第16話 鬼頭家の秘密
真鬼によると鬼の情報はR13相当の情報だそうだ。
そこで楽に鬼の情報はまだ早いということになり記憶の一部が消されることになった。
「魁さんって鬼ってだけじゃなくて色々と出来るんですね」
「この程度なら真鬼もできます。鬼の特技は力業だけではないのです」
魁はにっこり笑って楽の記憶を消した。
記憶を消された楽は木を失い、今は自室で寝かされている。
目が覚めた時には鬼が応接間で暴れた記憶も、魁たちが鬼に変身した記憶も消えているらしい。
「でも応接間がこの惨状じゃ、何かあったのは丸わかりだね」
「んーそうねぇ。桜の縁談にブチ切れた 蒼さんと父さんが暴れたことにでもしようかしら?」
桜の母はとんでもないことを言っている。
桜は苦笑いしながら母を見た。
本当にそう説明しそうだが、鬼頭家で一番怖いのは母なので好きなようにさせるのが一番である。
誰も彼女を止めなかった。
「それよりも肝心の用事が済んでいませんね」
真鬼の言う通り、何も用事は済んでいない。
庭で土下座していた鬼たちが帰っていくのを見送ると、桜たちは改めて応接間に集まった。
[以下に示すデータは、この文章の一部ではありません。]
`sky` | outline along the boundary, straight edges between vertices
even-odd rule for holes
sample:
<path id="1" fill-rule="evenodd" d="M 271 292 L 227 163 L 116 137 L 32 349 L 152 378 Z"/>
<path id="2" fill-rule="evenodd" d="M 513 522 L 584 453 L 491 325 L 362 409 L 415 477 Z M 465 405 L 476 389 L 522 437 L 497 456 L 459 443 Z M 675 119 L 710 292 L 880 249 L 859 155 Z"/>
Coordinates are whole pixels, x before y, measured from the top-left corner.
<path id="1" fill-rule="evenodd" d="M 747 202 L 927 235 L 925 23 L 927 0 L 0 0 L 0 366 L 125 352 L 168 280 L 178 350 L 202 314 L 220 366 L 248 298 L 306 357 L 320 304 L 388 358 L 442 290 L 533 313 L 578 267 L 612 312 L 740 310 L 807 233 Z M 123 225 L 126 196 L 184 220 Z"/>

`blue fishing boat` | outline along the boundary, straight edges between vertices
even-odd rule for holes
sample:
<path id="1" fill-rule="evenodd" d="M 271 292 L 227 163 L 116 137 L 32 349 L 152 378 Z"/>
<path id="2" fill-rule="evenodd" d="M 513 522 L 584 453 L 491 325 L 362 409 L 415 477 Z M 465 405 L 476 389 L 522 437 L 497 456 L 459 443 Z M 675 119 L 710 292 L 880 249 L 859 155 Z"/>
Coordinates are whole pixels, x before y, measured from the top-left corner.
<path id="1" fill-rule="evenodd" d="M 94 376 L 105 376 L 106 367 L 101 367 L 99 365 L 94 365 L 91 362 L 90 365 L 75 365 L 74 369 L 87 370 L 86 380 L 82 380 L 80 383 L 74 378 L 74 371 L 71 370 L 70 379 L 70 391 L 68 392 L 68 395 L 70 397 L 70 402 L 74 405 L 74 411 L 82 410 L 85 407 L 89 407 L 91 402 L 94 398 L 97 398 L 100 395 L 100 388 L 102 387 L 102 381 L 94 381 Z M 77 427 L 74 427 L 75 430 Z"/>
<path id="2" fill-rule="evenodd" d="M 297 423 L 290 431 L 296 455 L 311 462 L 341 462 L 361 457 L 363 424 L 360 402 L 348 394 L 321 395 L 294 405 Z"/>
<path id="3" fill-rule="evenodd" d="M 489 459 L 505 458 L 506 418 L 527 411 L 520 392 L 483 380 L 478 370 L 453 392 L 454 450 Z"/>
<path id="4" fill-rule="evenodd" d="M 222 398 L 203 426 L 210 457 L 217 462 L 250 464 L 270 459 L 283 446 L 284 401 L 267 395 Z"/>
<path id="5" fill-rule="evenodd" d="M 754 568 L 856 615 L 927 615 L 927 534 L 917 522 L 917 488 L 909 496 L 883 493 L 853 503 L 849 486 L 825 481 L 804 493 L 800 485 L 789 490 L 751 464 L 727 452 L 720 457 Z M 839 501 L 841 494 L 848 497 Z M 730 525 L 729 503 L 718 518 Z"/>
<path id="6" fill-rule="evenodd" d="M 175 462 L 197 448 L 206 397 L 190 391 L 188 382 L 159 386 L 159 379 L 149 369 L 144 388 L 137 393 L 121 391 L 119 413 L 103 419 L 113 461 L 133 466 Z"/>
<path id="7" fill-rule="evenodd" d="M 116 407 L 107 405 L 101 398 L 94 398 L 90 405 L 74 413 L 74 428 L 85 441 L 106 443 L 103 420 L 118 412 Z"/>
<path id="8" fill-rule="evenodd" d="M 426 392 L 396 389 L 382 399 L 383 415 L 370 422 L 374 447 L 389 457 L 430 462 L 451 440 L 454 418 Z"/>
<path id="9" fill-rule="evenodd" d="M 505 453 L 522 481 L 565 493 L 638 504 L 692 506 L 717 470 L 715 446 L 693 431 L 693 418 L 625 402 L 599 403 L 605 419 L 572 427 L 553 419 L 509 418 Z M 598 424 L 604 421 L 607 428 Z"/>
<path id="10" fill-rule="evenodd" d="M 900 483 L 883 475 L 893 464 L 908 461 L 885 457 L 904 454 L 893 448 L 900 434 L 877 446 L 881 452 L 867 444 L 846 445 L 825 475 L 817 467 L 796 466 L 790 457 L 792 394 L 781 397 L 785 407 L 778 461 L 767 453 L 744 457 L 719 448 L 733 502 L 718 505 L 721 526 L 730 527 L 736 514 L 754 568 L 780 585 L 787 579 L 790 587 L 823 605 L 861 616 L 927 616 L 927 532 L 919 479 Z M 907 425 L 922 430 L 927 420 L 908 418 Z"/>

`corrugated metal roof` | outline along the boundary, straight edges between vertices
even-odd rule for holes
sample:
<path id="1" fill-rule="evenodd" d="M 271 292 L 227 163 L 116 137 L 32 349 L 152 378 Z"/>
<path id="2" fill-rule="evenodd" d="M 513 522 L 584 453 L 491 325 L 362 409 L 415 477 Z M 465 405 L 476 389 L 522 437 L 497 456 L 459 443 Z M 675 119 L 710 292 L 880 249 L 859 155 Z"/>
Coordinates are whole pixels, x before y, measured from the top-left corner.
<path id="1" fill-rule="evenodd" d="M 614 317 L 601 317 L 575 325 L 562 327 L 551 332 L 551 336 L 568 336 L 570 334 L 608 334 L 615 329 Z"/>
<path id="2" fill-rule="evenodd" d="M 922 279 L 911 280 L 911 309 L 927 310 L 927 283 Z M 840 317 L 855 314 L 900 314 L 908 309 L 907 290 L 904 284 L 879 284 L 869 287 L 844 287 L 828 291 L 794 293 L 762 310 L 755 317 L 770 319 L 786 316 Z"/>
いま応接間にいるのは、桜と魁、桜の両親と祖父、真鬼と運転手だけだ。
先ほどと同じ場所に座ったものの、応接間のなかは刀傷でズタズタになっている。
「どういうことか説明して欲しいです」
桜はキチンと正座すると、キッパリとした物言いで皆に向かってハッキリと意思を伝えた。
魁はポリポリと頬を掻きながら言う。
「あー……どこから説明すれば?」
「まずは鬼頭家のことを……」
真鬼はそう言いながら、困ったような表情を浮かべて祖父の方へ視線を向けた。
すると、桜の父が意見した。
「いや、まずは鬼のことから説明すべきでは?」
母は祖父を見ながら言う。
「ここは年長者のお父さんから話したら?」
「ウーム、仕方ない。じゃ、儂から説明するかのぉ~」
悠は説明を始めた。
「鬼はこの世に存在する。鬼の隠れ里というものがあってな。鬼はそこで生活しとるんじゃ」
「その鬼と我が家がどう関係するの? じーちゃん」
「ん。鬼頭家は手っ取り早く言うと鬼を封印できる家系なんじゃ」
「封印……」
桜は魁の方を見た。
(封印というと、封筒思い出しちゃう)
魁のマスコットが封筒に入っているのを想像した桜は、可愛いな、となんとなく思った。
祖父はわざとらしい咳をして説明を続けた。
「あー、コホン。とはいえ今は鬼の封印といっても、鬼の力を弱める程度の簡単なものだがな。鬼頭家のなかには鬼を鎮めるフェロモンのようなものを放出できる者がいるのだ。今の代だと、それがお前だ。」
「えっそうなの?」
桜は驚いた。
「フェロモンって……わたし、臭いの?」
「いや。むしろいい香りというか……」
自分の体の匂いを確認しだした桜を見て、魁は慌てて否定した。
「桃のような香りですよ。この桃のような」
真鬼はそう言いながら、魁の少し後ろから机の上に載っている桃を指さした。
「ふーん。わたしの匂い、桃なんだ……」
(とりあえず臭いわけじゃないみたいだからいいけど。鬼を鎮めるフェロモンかぁ~)
全く自覚のない桜は不思議そうな面持ちで、綺麗にカットされた桃を見つめた。
「そっかぁ……殺したり、こっちの世界に来られないように閉じ込めたり、って感じじゃないんだ?」
桜が物騒なことを言うと、父が慌てて口をはさんだ。
「ああ。それをしちゃうと我々もマズイことになるから……」
「は?」
父がモゴモゴ言い出したので、桜は異変を感じてちょっとキツメの「は?」を発した。
祖父が桜の疑問に答える。
「うむ……鬼と人間との戦いがたびたび起きて血が流れるのを避けるために、封印のための結婚、というものが行われるようになってな。形式的なもので実際に生活を共にする結婚とは異なるもので、それが契約結婚の始まりなのだが……。えっと、結論からと言うと我々のなかにも鬼の血が流れているんじゃ」
「はぁぁぁぁぁぁぁぁぁぁぁ⁉」
驚く桜に、母がニコニコしながら言う。
「そりや、ねぇ? 契約とはいえ、結婚とかしちゃうとねぇ……。なかには相性のよいカップルもいたりするでしょ? そうなったら、ほら、やっぱり子どもとか、できちゃうから……」
「ン。できちゃうねぇ」
母の言葉に父もウンウンと頷いている。
(何やらかしてんだ、ご先祖さま)
桜はスンッとした表情になった。